Wednesday, January 16, 2008

Lewis of Arabia

The beauty of siblings is that they write blogs you can steal from.

Pauline covered our trip to the White Desert pretty well in two posts. Check them out.

Lewis of Arabia (part 1)
http://paulinelucy.blogspot.com/2008/01/lewis-of-arabia-part-i.html


Lewis of Arabia (part 2)
http://paulinelucy.blogspot.com/2008/01/lewis-of-arabia-part-ii.html


She's even mastered the art of posting pictures!

I'm still getting there.

Thursday, January 3, 2008

Happy New Year!

I liked 2007 a lot, but I'm willing to give 2008 a fair shot. At least I got to beat most of my friends to it, seeing as Cairo is seven hours ahead of the east coast at the moment. We spent it in Pauline's apartment with some friends and some wine, purchased of course from one of the few stores in Cairo that sells alcohol. Appropriately, it's named Drinkie's. They deliver.

I have also been rewarded for my sisterly looks. Pauline's neighborhood kiosk man did not charge us for the bottle of mango juice I had picked out. A gift for me, he said. Food seems to be regularly rained upon visitors as a welcome gesture. The downstairs neighbor fed us a dish called Fetah when we first arrived, consisting of ram, rice and tomato sauce. The ram, naturally, had been living in the courtyard up until Eid al-Kbir, the holiday commemorating Abraham's sacrifice. I'll let you put two and two together.

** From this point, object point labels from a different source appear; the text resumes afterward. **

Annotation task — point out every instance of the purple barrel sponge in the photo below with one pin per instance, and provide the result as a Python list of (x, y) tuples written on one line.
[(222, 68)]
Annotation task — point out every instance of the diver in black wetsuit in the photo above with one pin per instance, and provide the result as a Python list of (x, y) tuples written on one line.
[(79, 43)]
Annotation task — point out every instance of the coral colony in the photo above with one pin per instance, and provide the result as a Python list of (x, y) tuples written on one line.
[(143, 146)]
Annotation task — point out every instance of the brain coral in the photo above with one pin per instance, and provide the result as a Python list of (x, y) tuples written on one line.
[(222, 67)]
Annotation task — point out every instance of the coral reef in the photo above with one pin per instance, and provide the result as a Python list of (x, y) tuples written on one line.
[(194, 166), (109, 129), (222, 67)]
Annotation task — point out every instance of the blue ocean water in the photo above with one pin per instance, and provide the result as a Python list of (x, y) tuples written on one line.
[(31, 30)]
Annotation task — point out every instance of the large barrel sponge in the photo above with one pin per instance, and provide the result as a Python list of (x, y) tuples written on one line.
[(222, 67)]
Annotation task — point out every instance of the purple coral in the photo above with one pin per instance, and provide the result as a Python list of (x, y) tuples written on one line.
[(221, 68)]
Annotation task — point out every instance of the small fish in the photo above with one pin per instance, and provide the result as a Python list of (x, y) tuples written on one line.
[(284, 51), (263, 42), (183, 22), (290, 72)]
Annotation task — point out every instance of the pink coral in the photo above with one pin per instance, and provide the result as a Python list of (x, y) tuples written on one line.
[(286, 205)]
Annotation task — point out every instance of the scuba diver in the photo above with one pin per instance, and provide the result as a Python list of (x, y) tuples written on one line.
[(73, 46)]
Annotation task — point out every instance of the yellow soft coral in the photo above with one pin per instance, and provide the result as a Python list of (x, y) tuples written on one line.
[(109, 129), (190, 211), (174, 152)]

The food here is incredible. We ate at a delicious Lebanese restaurant on Markell's last night, a full feast of hummus, babaganoush, and grilled lamb and chicken skewers. I've had Koshri at least six times, a wonderful (and insanely cheap) form of fast food. Macaroni, lentils, rice, thin noodles, chickpeas, fried onions and tomato sauce all in a big bowl (that is called small when we order because the actual big bowl could cure world hunger). Followed by a tub of rice pudding and call me stuffed.

Only two more days and then on to Tel Aviv. I don't know if I'm ready for another round of school just yet, or the foot of snow that's waiting for me back at home, but I am looking forward to pedestrians having the right of way and air that isn't the equivalent of smoking twenty cigarettes a day. Call me crazy, but I like my lungs.